「いい選手が出てきたなァ……」
イチローを初めて見たのはジュニア・オールスターで彼がMVPを獲った時ですから、今から4年前。テレビで見たのですが、「いい選手が出てきたなァ……」と、まず思いましたね。
第一印象は〝上から当てにいくバッター〞じゃなく〝振りきるバッターだなァ〞というもの。体は細いんですが、きちんとバットを振り抜いているんですよね。
こういうバッティングなら長打が打てるし、力負けすることもない。それでいて足も速いし、魅力的な選手だなァ、と……。
もちろん、ピッチャーからすればコツコツ当ててくるバッターはイヤなんですよ。

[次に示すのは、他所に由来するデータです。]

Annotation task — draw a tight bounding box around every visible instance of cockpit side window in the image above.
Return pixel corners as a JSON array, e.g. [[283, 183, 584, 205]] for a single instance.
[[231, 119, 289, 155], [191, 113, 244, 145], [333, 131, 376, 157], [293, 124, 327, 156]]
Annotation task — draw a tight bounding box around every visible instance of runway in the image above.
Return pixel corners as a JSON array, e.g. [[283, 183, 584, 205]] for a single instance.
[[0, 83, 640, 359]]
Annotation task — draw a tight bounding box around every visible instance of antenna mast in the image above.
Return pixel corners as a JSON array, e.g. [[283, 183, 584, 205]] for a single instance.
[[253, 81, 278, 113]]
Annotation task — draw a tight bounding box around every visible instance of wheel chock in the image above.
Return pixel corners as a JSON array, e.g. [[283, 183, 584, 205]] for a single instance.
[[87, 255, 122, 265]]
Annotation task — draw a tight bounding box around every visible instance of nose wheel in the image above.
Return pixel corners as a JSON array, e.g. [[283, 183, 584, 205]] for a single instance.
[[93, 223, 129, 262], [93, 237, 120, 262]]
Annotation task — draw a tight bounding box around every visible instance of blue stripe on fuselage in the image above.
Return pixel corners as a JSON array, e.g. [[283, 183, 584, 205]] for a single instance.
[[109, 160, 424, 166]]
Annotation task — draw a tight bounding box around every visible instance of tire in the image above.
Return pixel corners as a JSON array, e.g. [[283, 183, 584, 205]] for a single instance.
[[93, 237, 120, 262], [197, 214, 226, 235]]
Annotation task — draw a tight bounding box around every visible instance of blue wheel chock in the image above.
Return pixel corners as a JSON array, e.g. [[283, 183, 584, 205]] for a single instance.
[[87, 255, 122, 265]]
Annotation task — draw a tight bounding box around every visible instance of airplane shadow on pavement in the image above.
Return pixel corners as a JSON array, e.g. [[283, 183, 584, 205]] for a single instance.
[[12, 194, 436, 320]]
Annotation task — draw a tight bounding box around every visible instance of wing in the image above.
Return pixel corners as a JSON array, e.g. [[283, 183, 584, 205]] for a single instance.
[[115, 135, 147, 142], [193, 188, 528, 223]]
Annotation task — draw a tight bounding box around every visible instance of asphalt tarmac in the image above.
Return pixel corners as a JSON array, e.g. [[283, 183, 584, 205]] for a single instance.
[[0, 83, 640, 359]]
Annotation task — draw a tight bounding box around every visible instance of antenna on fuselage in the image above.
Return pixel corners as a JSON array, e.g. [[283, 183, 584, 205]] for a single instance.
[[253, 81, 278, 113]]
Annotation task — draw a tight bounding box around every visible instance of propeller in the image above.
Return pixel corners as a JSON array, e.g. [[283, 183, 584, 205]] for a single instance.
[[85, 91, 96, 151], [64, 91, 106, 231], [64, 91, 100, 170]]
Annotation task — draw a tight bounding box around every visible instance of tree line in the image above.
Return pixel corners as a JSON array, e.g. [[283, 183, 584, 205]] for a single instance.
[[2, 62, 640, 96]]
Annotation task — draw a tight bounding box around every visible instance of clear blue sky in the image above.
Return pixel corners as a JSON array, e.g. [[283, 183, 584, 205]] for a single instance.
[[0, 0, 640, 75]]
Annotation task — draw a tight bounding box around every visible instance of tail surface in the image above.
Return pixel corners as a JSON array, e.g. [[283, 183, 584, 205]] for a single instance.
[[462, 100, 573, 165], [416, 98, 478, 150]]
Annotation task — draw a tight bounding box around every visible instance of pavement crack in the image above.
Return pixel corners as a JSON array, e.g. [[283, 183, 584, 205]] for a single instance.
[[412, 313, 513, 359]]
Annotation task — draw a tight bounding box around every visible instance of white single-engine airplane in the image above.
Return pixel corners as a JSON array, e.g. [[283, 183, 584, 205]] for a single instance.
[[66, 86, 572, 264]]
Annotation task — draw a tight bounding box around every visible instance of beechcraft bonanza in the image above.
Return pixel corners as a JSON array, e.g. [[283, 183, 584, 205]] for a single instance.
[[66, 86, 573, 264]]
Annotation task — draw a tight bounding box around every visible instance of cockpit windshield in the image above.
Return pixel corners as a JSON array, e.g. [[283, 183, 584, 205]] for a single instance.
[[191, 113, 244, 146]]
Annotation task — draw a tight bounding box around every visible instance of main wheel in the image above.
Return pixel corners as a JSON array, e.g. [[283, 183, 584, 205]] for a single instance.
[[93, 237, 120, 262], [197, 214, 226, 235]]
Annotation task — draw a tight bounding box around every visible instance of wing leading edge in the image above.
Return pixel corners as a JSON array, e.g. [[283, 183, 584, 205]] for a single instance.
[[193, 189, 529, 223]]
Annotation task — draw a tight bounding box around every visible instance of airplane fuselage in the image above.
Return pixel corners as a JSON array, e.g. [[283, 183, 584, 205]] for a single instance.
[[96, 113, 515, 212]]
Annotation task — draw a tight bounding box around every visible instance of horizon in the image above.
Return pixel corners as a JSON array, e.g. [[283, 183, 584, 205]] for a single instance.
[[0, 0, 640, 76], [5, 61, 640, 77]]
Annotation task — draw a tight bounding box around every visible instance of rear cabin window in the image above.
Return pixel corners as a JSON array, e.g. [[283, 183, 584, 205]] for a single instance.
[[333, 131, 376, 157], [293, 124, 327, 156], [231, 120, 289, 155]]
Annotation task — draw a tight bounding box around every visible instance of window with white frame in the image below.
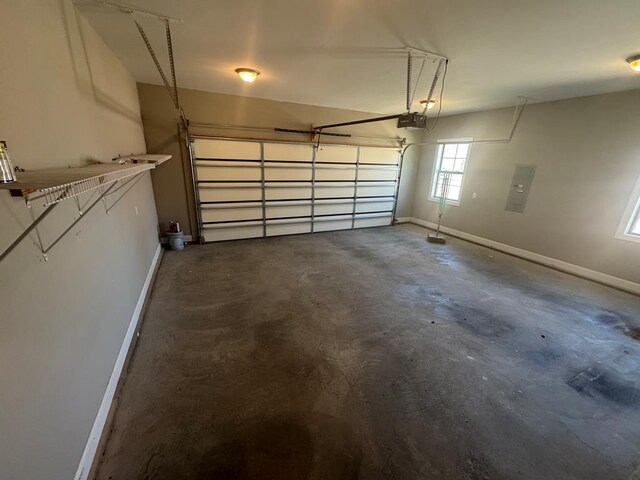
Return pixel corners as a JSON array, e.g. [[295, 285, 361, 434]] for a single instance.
[[616, 172, 640, 242], [429, 138, 471, 205]]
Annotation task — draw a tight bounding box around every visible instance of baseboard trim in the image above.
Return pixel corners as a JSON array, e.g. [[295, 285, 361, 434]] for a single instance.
[[397, 217, 640, 295], [74, 244, 162, 480], [160, 235, 193, 245]]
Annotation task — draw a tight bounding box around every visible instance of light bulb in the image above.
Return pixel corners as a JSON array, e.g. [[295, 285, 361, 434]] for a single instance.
[[236, 67, 260, 83], [627, 55, 640, 72]]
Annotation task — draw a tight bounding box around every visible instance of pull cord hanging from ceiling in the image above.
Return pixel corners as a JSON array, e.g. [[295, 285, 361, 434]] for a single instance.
[[74, 0, 189, 133], [131, 16, 189, 131]]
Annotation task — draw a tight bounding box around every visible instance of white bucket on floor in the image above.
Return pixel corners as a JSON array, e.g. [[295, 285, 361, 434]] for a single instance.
[[167, 232, 184, 250]]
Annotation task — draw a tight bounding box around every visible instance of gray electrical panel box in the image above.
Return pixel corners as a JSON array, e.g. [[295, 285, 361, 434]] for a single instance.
[[505, 165, 536, 213]]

だけど、ひとりのバッターとして見た場合、やはり振り抜くほうが怖いし、魅力的に映る。ヒットよりもホームランのほうが、こちらが受けるショックも大きいですからね。
ブライアントがそうだったでしょう。三振も多いけれど、バットの芯に当たると、とんでもないところまで打球が飛んでいく。同じ配球で3打席、凡打に切ってとれたとしても4打席目にはガツーンとホームランを打たれてしまう。あるいは9回打ちとっても、10回目にはスタンドに持っていかれてしまう。これが怖いわけですよ。

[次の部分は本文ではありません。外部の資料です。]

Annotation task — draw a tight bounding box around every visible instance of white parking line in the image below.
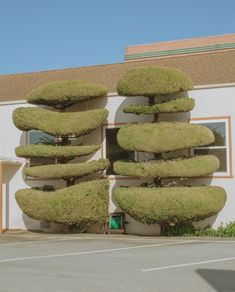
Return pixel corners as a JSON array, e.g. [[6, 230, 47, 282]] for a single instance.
[[0, 240, 194, 263], [0, 235, 235, 247], [0, 235, 195, 247], [141, 257, 235, 272]]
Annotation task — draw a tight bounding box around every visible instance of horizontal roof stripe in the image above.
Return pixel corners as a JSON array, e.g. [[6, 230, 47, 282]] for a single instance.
[[125, 43, 235, 60], [0, 49, 235, 102]]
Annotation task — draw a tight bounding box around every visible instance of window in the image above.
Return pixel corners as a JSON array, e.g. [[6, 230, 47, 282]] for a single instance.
[[104, 127, 135, 175], [192, 118, 231, 176], [28, 130, 56, 166]]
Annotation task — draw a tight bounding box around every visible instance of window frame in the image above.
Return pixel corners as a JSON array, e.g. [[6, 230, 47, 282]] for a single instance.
[[101, 122, 139, 180], [24, 130, 57, 181], [190, 116, 233, 178]]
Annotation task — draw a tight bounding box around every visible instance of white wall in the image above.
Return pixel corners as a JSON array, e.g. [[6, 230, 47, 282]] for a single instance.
[[0, 86, 235, 235]]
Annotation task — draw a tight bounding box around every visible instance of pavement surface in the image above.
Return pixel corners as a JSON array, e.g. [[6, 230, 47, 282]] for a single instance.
[[0, 232, 235, 292]]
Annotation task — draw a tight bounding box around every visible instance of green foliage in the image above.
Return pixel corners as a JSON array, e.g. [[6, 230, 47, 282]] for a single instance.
[[114, 186, 226, 225], [24, 159, 109, 179], [123, 98, 195, 115], [113, 155, 220, 178], [15, 145, 100, 159], [13, 107, 108, 137], [15, 180, 109, 224], [162, 223, 196, 236], [26, 80, 108, 108], [117, 66, 193, 97], [117, 122, 214, 153]]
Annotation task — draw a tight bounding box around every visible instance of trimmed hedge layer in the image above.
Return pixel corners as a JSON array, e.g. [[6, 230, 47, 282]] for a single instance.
[[26, 80, 108, 107], [13, 107, 108, 137], [15, 144, 100, 158], [113, 155, 220, 178], [24, 159, 109, 179], [115, 186, 226, 224], [15, 180, 109, 224], [117, 66, 193, 97], [123, 98, 195, 115], [117, 122, 215, 153]]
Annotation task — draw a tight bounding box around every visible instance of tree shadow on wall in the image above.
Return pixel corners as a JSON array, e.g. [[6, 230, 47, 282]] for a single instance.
[[196, 269, 235, 292]]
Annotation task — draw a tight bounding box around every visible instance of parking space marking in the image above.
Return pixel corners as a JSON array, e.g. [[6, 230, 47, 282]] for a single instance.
[[0, 240, 194, 263], [141, 257, 235, 272], [0, 236, 196, 246]]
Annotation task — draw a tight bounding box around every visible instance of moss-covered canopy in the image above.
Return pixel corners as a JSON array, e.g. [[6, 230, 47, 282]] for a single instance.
[[117, 122, 214, 153], [117, 66, 193, 97], [115, 186, 226, 224], [113, 155, 220, 178], [26, 80, 108, 108], [123, 97, 195, 115], [24, 159, 109, 179], [15, 180, 109, 224], [15, 144, 100, 158], [13, 107, 108, 137]]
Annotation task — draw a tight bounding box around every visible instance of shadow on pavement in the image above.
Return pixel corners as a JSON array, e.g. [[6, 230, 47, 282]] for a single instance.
[[196, 269, 235, 292]]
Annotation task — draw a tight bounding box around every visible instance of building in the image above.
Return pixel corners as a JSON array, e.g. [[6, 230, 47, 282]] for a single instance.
[[0, 34, 235, 234]]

そういうバッターの長打力を踏まえて投げるのと投げないのとでは、精神面にかかる負担はまったく違います。どんなにいいバッターでも〝ここはヒットですめばいいや〞と考えを切り換えれば、そう心配することはない。
ところがホームランは、それ1本で負けにつながることがある。だから一発のあるバッターに対しては、こちらもより慎重にならざるをえない。要するに〝たまに〞が怖いわけです。

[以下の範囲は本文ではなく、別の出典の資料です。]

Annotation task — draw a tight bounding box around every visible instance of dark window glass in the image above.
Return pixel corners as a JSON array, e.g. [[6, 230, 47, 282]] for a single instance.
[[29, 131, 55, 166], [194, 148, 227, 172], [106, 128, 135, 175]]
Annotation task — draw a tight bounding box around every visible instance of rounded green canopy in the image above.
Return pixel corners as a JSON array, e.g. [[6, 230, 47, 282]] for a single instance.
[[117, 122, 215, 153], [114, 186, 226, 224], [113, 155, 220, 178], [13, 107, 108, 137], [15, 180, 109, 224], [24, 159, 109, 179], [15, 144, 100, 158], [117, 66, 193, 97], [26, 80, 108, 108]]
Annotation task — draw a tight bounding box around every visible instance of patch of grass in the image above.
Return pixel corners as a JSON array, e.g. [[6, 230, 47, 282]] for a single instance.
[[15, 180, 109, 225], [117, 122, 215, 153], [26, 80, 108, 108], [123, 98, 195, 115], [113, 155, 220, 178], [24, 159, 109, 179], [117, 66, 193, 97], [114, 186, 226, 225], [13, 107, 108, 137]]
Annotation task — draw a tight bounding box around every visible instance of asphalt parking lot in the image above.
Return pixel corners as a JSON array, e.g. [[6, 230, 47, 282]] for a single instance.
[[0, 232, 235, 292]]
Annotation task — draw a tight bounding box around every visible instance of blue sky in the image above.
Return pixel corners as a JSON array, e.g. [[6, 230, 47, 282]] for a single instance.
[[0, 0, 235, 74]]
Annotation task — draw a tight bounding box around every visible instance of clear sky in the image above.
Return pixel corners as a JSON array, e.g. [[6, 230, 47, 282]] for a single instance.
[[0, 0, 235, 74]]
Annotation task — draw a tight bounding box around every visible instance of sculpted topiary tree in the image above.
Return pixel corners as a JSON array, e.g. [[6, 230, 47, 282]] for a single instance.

イチローの場合、ヒットもホームランも両方打つことができる。ホームランを打てるボールは、かなりいい確率でスタンドにまで持っていくでしょう。
これは一流のバッターの証拠といえるんじゃないかな。とにかくイチローが、非凡な才能の持ち主であることはたしかですよ。
バットを振り切るということは、簡単そうでいてじつは難しいことなんです。多くのバッターは皆、期待されてプロ野球に入ってくるわけですが、それでも一軍のレギュラーとしてバットを振り切れる人は、そう多くはない。
本当は誰だって思いきり振り抜きたいと思っていると思うんです。実際、アマチュア時代はホームラン・バッターだったのかもわからない。